A set of digits (typeless literals) in chars:



```fs

let set DigitsPrintedToChars = '0' | '1' | '2' | '3' | '4' | '5' | '6' | '7' | '8' | '9'

```



A set of ints which we can parse from a string:



```fs

let set IntsPrintedToStrings = all i from Strings 

                               where i is c::s 

                               provided c in DigitsPrintedToChars and s is [] or in IntsPrintedToStrings

```



Where `Strings` is a built-in set of all possible seqeunces of characters.



Here's how we define the sets of characters which look like digits:

```fs

let map ParseChar: DigitsPrintedToChars -> Ints

        ParseChar c = { ('0', 0), ('1', 1), ('2', 2), ('3', 3), ('4', 4), ('5', 5), ('6', 6), ('7', 7), ('8', 8), ('9', 9) }

```



It's the pure mathematical definition of function as a set of binary relations. It maps a set of ten elements to another

set of ten elements. In other languages the closest principle would be `match` or `switch`.



```fs

let map Parse: IntsPrintedToStrings -> Ints

        Parse s = s is

            c::[] -> ParseChar(c)

            c::s -> ParseChar(c) * 10 + Parse s

```



Now, let's try an example:



```fs

let a = Parse "abc"

```



The code above does not compile, because `"abs"` does not belong to the domain of `Parse`.



And this code compiles:

```fs

let a = Parse "123"

```

and returns an element of range, which is `Ints`. Note that range is also a set => is a value.

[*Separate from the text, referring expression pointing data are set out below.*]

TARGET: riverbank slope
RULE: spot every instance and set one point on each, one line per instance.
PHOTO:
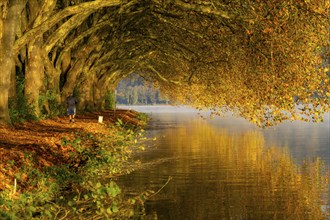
(35, 154)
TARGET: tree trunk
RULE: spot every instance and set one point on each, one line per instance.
(34, 75)
(9, 21)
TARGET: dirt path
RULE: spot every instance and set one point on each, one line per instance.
(43, 140)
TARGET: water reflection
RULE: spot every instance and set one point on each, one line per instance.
(218, 174)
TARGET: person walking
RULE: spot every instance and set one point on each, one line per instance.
(71, 102)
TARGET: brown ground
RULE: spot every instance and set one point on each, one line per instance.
(42, 139)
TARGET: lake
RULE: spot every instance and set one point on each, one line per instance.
(227, 168)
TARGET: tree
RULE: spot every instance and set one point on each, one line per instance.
(258, 58)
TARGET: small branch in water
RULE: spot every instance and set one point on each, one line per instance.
(168, 180)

`Parse`'s domain is a subset of `Strings` (by definition), so if we want to parse an arbitrary string, we

must prove that it belongs to that subset.



## Example 2: set madness



The code:

```fs

let set NonEmptySets = all u from U where exists e in U: e in u



// randomness cannot exist, so we need a determinant for our "random" function

let map GetRandomSet: NonEmptySets -> NonEmptySets

        GetRandomSet i = ...



let map Something: (GetRandomSet GetRandomSet GetRandomSet) -> GetRandomSet

        Something a = (GetRandomSet, GetRandomSet)

```



Explanation. This code is pretty self-explanatory, it finds all non-empty existing sets. Not clear though how we can

easily check the conditions of `exists e in U` though.

```fs

let set NonEmptySets = all u from U where exists e in U: e in u

```



```fs

// randomness cannot exist, so we need a determinant for our "random" function

let map GetRandomSet: NonEmptySets -> NonEmptySets

        GetRandomSet i = ...

```

That's a function which takes a non-empty set as an argument and maps it to another non-empty set. For now

we don't care about the relation ("implementation").



The most interesting part:

```fs

let map Something: (GetRandomSet GetRandomSet) -> GetRandomSet

        Something a = GetRandomSet a

```

`GetRandomSet` maps a non-empty set to a non-empty set. As an argument it got a `GetRandomSet` which *is* a non-empty set, because

`GetRandomSet` is a function and the set of non-empty sets is not empty (are we to prove it?).



Now, the only value it returns is the value of the only argument mapped through `GetRandomSet`.



## Runtime



Sets are unions or conditions so far, hence, it will be a hashset for unions and functor for conditions (maybe).